O espaço, além da exibição de filmes, também se tornou ponto de encontro dos moradores do bairro
Willamy conta que o público está se ampliando e que pessoas de outras localidades já começam a aparecer no local para assistir aos filmes. A editora de vídeo, Raphaella Spencer, que mora na Madalena, foi conferir in loco o Cine Trailer. “O cinema, por si só, já é uma das melhores formas de fazer as pessoas pensarem sobre como a arte pode mudar nossa realidade.

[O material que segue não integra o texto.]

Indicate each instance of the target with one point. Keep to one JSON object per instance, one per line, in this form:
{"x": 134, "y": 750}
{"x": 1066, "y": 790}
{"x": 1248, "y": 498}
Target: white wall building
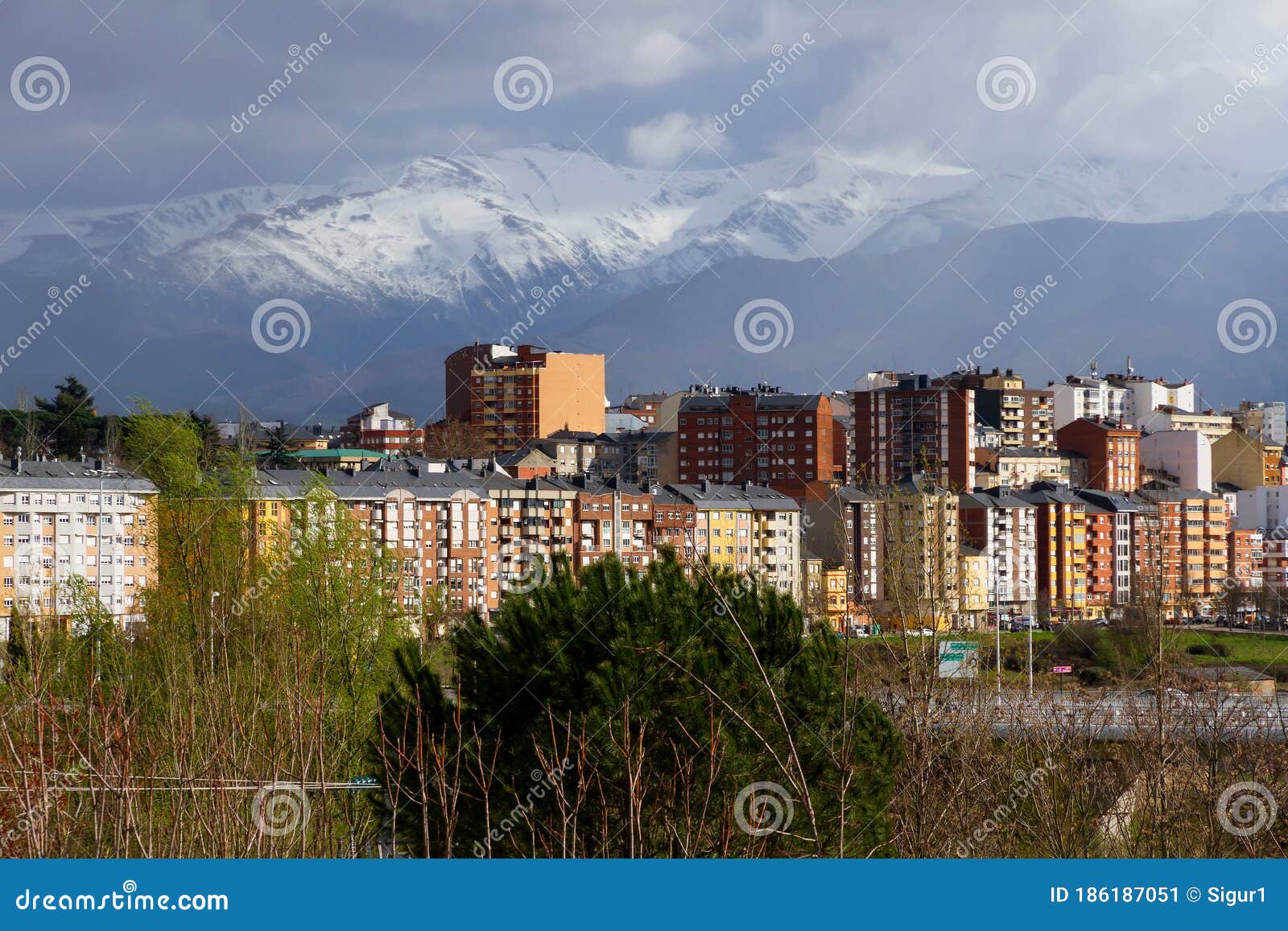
{"x": 1184, "y": 454}
{"x": 1262, "y": 509}
{"x": 1088, "y": 397}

E assistir filmes ao ar livre, tomando uma cerveja, em um bairro residencial, com jovens que estão conseguindo quebrar a rotina e reinventar seu próprio lugar, com bons filmes e boa música, só deixa tudo mais especial”.
Com planos de consolidar o Cine Trailer como uma iniciativa de referência no local e na cidade, Willamy conta que abrirá um canal de diálogo com diversos realizadores do estado que estiverem dispostos a exibir seus filmes no projeto. Para isso, pretende, em breve, ampliar os dias de exibição dos filmes e os gêneros a serem exibidos. “Queremos poder exibir, no futuro, clipes, documentários, ficção e até mesmo longa- metragem”, adianta. Os interessados em exibir seu filme no Cine Trailer, podem fazer o contato através do email: cinetrailerpe@gmail.com.
O segredo de tamanha garra e disposição para manter esse espaço funcionando, semanalmente, ele resume em poucas palavras: “Eu sou de comunidade humilde, vi e vivi muita coisa. E foi o cinema quem me mostrou que há um outro lado! E eu gosto disso que faço e consegui fazer tudo isso com muita vontade. Basta ter iniciativa e atitude! Se eu consegui, qualquer jovem pode conseguir! Só o cinema salva!”